Half the data as your origonal plan, but still no good.
>
> I guess we'll have to heed Stroustrup's experience here ... create
>applications that test what is the most effective and use that.
That would be a good plan. And I think whatever I do will be better
whenever I happen to have enough time to do it <veg>.
>
>>I would, of course, keep track of the last item. And 10 or so inbetween
>>-- though it is rather hard to do without knowning the last item; I'd
>>have to guess based on the byte number.
>
> Do you want to globally keep track of the last item (how?) or on a
>per-string/per-variable basis?
When I interpret a 'the number of [whatever] of container' I'd keep
track of, for that container:
the item number and offset to the last item
the item number and offset to some of the intervening items
>
>>I'd count from the best known position, which will seldom be the
>>beginning. If I know word 576 begins at x, and I want word 573, I'll
>>start at x and count backwards.
>>
>>I'll also use those 10 or so that I found when counting the words if I
>>have them. Once again: Pick the closest point and count from there.
>
> Right, why didn't I think of that? Surely would be an advantage that
>should gain a good chunk of bytes.
>
>>3 fields -- 12 bytes -- is not that bad. It's not like a variable is
>>exactly that small.
>
> The trouble is that these fields are only used in a small subsection
>of variables, and there might be hundreds of variables in a script.
>That would mean 12k per script more memory used. It quickly adds up.

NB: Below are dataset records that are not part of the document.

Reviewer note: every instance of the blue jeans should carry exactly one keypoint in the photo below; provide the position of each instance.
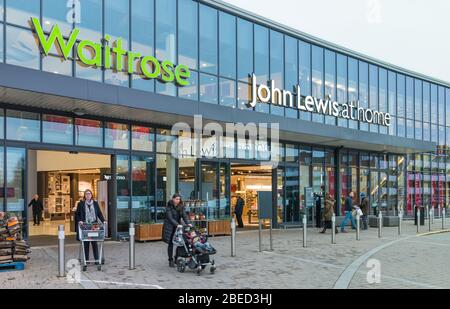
(348, 216)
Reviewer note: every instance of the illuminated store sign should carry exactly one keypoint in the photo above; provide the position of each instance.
(111, 55)
(351, 111)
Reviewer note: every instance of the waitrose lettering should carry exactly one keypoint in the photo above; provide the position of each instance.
(111, 55)
(352, 111)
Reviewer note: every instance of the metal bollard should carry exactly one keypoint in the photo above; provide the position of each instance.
(61, 252)
(233, 237)
(260, 235)
(429, 221)
(358, 227)
(271, 237)
(418, 220)
(305, 227)
(333, 229)
(132, 248)
(380, 224)
(443, 218)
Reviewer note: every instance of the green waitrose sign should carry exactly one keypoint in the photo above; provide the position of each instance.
(111, 57)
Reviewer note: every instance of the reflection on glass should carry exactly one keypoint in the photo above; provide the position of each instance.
(143, 197)
(21, 48)
(188, 33)
(227, 45)
(123, 193)
(142, 138)
(57, 130)
(208, 89)
(15, 182)
(19, 12)
(88, 132)
(245, 50)
(117, 135)
(227, 92)
(208, 39)
(57, 65)
(190, 92)
(23, 126)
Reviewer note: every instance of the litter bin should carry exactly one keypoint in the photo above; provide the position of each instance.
(422, 215)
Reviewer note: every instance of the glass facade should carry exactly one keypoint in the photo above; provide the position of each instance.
(223, 50)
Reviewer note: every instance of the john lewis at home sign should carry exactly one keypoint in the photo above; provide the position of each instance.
(111, 55)
(351, 111)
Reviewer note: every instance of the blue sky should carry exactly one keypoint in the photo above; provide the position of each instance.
(413, 34)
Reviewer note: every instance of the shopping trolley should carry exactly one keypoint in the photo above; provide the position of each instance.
(95, 232)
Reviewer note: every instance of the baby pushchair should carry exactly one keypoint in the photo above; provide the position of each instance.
(187, 256)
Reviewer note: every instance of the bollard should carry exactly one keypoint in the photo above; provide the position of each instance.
(61, 253)
(305, 227)
(443, 218)
(233, 237)
(358, 227)
(380, 224)
(429, 221)
(260, 235)
(333, 229)
(132, 248)
(418, 220)
(271, 237)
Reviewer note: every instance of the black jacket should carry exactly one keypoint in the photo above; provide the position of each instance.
(36, 206)
(239, 209)
(80, 214)
(173, 219)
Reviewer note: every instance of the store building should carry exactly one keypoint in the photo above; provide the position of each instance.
(70, 121)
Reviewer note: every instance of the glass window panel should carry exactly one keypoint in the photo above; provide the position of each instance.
(353, 87)
(166, 32)
(330, 81)
(190, 92)
(57, 130)
(409, 98)
(426, 102)
(117, 136)
(23, 126)
(277, 66)
(21, 48)
(88, 133)
(164, 140)
(245, 50)
(317, 78)
(227, 92)
(208, 89)
(19, 12)
(418, 103)
(142, 138)
(261, 54)
(418, 130)
(342, 85)
(123, 193)
(15, 182)
(117, 25)
(57, 65)
(55, 12)
(364, 90)
(208, 39)
(188, 33)
(227, 45)
(441, 98)
(143, 196)
(434, 104)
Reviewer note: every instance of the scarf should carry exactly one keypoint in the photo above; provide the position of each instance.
(91, 216)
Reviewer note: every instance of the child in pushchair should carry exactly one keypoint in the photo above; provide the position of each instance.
(193, 250)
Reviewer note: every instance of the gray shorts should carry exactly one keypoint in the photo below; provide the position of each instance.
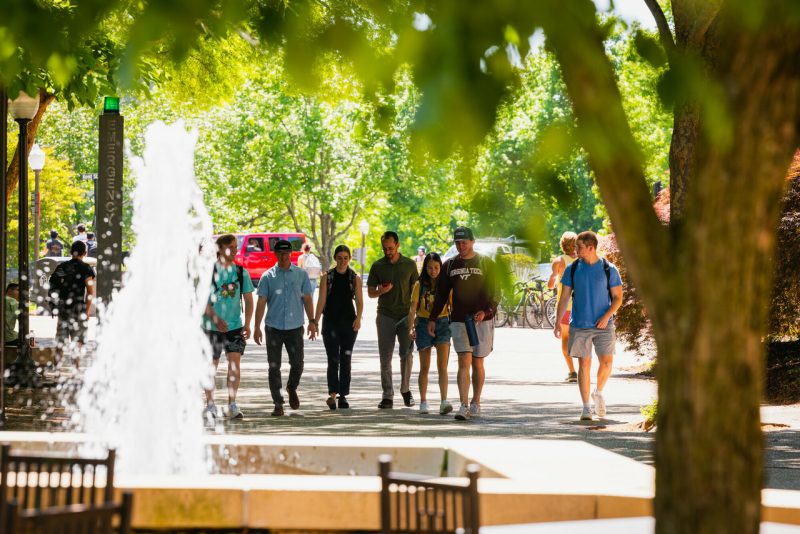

A script with 1024 variables?! What are you up to?! And even with 1K of
variables, 12K is not that bad -- considering how much data you'd have
in them!
>
>>Why not? As soon as I get some time to pull off some more magic, they will.
>
> How do you intend to optimize nested chunks this way? I don't see
>how I'd have Joker cache a chunk's last value ... I could probably do
>it for loops,
Good start -- loops are where it really matters.
>by having the code cache it, but if I want to keep the
>last read chunk's offset with its variable so even several accesses
>in a row (but not in a loop) are optimized ... My instincts tell me
>it's possible, but it'll take some time until my brain realizes how.
I haven't implemented it, either.
>>Might also want to implement some LRU caching for those silly nonlinear
>>accesses :)
>
> LRU ???
Least-Recently Used. It refers to that way in which data is expelled
from the cache (the least-recently used item is exorcised).